Investors are facing unprecedented market volatility as the coronavirus pandemic creates severe economic dislocation. To help understand the turbulence, moving beyond the short-term noise, Rob Arnott, the founder and chairman of Research Affiliates, answers questions posed by Jonathan Treussard, a partner and senior member of the executive team, about how investors should manage the potential risks and opportunities that emerge.
Jonathan Treussard: Rob, can you put the current market turbulence into perspective? How unusual are these market movements?
Rob Arnott: The market is responding to a risk unlike any we’ve dealt with in recent decades. This crisis is not 9/11, though it may feel like we’re under attack.
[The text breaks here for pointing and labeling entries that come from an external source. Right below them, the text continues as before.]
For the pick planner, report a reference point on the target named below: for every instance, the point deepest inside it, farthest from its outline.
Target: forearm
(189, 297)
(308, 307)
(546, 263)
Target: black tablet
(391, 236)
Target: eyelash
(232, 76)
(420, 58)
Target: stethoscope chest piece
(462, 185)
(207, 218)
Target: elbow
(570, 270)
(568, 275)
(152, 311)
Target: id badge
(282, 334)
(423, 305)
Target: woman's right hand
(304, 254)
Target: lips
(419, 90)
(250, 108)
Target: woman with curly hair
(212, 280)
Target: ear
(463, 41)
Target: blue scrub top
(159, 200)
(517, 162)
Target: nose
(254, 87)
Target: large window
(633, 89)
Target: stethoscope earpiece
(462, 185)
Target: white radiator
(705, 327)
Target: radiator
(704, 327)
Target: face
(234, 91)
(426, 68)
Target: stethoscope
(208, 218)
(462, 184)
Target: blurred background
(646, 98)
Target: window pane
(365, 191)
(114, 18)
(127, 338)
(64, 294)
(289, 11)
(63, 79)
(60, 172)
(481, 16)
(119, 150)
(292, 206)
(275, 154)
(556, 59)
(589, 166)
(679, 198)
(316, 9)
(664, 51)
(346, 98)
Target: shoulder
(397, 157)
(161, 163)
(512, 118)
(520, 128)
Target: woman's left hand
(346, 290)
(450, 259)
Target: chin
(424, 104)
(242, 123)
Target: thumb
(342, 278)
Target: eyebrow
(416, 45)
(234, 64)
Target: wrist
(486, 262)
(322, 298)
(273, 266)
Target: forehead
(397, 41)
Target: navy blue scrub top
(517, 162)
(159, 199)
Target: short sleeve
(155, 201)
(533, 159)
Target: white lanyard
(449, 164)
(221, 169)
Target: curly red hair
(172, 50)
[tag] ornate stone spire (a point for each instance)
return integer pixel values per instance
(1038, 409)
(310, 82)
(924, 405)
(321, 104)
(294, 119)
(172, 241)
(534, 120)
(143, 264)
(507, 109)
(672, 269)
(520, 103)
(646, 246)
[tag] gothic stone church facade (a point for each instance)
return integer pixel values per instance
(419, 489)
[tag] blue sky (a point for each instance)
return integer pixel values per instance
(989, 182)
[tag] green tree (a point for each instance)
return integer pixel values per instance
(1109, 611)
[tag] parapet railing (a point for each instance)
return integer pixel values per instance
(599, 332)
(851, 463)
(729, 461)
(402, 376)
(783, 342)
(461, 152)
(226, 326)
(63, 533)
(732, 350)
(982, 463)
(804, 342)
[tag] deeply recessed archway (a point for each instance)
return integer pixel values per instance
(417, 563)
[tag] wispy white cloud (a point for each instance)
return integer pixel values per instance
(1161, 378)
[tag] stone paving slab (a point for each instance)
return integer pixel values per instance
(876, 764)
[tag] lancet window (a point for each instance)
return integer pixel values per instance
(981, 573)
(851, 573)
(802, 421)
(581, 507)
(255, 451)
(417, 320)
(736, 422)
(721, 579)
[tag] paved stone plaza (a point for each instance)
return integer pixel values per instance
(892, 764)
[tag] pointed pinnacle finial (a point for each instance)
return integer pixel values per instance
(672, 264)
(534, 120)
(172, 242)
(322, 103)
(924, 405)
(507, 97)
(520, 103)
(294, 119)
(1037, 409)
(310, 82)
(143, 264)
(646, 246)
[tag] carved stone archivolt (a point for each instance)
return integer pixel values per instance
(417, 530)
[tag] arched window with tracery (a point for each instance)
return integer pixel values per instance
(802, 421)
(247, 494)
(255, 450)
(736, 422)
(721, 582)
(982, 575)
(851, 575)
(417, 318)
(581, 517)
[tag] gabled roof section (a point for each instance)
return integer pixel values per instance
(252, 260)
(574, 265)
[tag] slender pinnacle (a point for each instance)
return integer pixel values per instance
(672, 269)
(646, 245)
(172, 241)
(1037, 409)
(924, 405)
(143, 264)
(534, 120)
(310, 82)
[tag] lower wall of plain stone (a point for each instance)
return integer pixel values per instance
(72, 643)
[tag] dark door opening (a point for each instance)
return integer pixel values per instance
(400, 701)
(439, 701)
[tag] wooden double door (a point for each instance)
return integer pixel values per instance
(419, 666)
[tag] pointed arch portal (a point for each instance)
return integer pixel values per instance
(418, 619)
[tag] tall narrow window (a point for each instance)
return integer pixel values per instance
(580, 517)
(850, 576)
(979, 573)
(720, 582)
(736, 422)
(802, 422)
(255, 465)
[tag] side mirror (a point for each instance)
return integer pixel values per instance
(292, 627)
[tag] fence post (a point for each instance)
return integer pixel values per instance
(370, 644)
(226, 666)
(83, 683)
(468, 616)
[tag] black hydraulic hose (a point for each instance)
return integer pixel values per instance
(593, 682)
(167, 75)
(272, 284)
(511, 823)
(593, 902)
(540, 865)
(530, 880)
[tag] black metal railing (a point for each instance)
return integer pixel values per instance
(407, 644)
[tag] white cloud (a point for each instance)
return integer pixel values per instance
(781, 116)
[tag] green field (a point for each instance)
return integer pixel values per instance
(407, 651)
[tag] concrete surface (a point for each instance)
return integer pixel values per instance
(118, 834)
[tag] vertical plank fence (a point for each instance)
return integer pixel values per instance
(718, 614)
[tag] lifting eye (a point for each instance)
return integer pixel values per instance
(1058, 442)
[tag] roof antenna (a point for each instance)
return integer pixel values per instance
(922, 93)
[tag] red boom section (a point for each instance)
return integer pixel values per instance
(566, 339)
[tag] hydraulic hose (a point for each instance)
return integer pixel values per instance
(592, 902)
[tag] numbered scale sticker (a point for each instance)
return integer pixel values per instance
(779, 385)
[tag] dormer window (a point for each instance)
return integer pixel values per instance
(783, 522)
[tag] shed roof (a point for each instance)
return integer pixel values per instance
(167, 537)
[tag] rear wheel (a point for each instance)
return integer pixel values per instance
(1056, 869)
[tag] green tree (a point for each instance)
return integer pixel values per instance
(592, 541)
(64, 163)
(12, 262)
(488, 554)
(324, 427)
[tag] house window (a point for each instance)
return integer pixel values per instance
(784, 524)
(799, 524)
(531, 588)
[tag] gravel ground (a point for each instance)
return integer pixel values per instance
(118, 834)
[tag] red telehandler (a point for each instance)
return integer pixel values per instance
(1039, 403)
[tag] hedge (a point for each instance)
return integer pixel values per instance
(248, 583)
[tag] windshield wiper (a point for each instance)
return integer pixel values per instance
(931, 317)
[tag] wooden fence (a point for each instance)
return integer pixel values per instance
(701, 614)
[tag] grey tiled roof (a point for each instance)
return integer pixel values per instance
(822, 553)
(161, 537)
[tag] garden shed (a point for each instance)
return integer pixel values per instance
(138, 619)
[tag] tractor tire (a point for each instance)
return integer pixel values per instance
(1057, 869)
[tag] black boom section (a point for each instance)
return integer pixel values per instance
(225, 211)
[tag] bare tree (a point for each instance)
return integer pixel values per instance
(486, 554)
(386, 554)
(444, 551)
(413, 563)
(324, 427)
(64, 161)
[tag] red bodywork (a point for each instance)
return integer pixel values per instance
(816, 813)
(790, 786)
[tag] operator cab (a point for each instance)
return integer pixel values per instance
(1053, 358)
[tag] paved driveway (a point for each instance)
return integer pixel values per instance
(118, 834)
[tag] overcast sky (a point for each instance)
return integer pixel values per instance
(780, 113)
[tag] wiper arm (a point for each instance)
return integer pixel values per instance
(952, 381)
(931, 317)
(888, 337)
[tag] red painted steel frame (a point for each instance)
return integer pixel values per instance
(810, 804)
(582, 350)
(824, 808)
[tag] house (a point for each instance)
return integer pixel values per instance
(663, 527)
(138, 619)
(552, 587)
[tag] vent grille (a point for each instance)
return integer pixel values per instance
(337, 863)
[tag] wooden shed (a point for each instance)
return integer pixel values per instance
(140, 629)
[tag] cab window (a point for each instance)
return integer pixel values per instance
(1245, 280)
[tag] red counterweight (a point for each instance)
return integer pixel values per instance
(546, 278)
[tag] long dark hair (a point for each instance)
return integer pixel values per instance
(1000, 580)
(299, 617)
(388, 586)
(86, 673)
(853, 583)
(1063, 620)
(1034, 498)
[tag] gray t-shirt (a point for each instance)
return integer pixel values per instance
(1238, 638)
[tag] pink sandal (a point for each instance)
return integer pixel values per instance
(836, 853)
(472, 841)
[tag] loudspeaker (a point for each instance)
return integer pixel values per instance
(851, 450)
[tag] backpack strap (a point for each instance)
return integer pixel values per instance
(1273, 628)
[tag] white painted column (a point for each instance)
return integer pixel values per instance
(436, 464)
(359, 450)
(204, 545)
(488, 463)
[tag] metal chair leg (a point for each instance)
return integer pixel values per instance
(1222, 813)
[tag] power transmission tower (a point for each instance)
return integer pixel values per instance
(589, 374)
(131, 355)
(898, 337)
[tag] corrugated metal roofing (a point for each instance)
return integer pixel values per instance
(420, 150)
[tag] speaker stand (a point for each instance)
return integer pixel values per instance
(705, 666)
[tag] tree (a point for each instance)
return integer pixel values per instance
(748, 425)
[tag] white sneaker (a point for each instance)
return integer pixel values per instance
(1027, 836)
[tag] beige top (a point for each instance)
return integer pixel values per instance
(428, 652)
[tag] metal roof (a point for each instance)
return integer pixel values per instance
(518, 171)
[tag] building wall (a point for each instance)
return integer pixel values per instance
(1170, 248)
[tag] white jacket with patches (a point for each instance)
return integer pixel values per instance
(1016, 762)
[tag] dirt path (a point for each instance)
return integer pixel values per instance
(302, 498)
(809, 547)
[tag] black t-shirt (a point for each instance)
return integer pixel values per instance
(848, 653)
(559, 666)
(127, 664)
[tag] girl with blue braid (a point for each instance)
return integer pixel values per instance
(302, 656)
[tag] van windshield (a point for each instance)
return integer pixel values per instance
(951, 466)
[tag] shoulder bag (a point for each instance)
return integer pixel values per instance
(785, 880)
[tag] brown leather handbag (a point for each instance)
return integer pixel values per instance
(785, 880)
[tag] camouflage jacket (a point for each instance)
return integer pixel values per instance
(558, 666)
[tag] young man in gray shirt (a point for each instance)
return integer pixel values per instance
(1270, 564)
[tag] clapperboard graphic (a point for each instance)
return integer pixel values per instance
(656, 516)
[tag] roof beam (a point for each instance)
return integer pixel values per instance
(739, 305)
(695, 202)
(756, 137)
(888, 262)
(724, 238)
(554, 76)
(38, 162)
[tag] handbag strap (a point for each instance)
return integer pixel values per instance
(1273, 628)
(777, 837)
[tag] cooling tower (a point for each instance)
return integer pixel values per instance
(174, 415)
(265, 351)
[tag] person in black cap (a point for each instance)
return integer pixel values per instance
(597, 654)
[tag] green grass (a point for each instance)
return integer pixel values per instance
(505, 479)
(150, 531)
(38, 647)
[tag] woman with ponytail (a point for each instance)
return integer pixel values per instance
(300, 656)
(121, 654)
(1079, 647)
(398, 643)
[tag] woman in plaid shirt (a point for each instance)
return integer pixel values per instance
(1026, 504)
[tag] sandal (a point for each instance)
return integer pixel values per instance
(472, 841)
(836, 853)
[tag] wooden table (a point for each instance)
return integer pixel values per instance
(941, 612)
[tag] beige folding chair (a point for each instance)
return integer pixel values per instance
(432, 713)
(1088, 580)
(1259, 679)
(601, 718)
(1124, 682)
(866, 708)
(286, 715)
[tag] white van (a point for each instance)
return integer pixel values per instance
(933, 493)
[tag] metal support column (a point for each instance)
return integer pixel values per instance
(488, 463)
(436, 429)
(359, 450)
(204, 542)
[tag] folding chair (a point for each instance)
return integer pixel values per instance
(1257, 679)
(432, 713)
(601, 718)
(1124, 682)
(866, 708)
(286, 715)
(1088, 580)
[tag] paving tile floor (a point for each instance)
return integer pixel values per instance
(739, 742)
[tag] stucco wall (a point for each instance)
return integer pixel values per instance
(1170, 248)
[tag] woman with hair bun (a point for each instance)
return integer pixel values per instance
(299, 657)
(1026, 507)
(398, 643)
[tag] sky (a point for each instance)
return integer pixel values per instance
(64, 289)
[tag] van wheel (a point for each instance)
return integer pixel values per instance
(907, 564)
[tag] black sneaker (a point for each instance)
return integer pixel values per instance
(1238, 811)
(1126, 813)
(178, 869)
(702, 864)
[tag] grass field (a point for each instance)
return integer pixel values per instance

And this crisis is not 2008, although our financial markets entered 2020 with substantial cracks and weaknesses. While days like yesterday [March 16] (and a few before that) aren’t common, they come around with sufficient frequency that I’ve seen a few before: October 1987, 9/11, and, of course, the most volatile days of the global financial crisis all come to mind. But whereas I’ve seen market and economic crises over the four decades I have been in this business, this crisis is evolving faster than any in my lifetime.
Jonathan: Given the extremely rapid pace of this crisis, the natural next question is: Is there more pain coming?
Rob: Although the tendency is to try to forecast the future, nowcasting is a real danger. This crisis is evolving too rapidly. Nowcasting can lead us astray because events are still unfolding. Today’s numbers will quickly become quaint as the number of cases of COVID-19 rises around the world. Today’s “now” is the tip of the iceberg—so don’t get anchored to it. Later, after a period of serious challenges, we will begin to see progress, and the economy will eventually emerge from this nuclear winter, though there will be sector impairments, bankruptcies, and so on. As always, the time to buy is when we’re at “peak fear.”
Jonathan: When do you expect we will reach “peak fear” and what can we learn from the past?
Rob: Stocks will begin to recover long before the pandemic is on the wane. The strongest bull markets are not built on a foundation of good news, but on diminishing bad news. Wouldn’t it be nice if the world of academic finance had coined the expression “equity fear premium” instead of “equity risk premium”?! That premium is at its best when fear is at a peak. It will be hard to be perfectly right on the turning point, naturally, but don’t wait for the good news—just wait until the pattern of bad news lets up.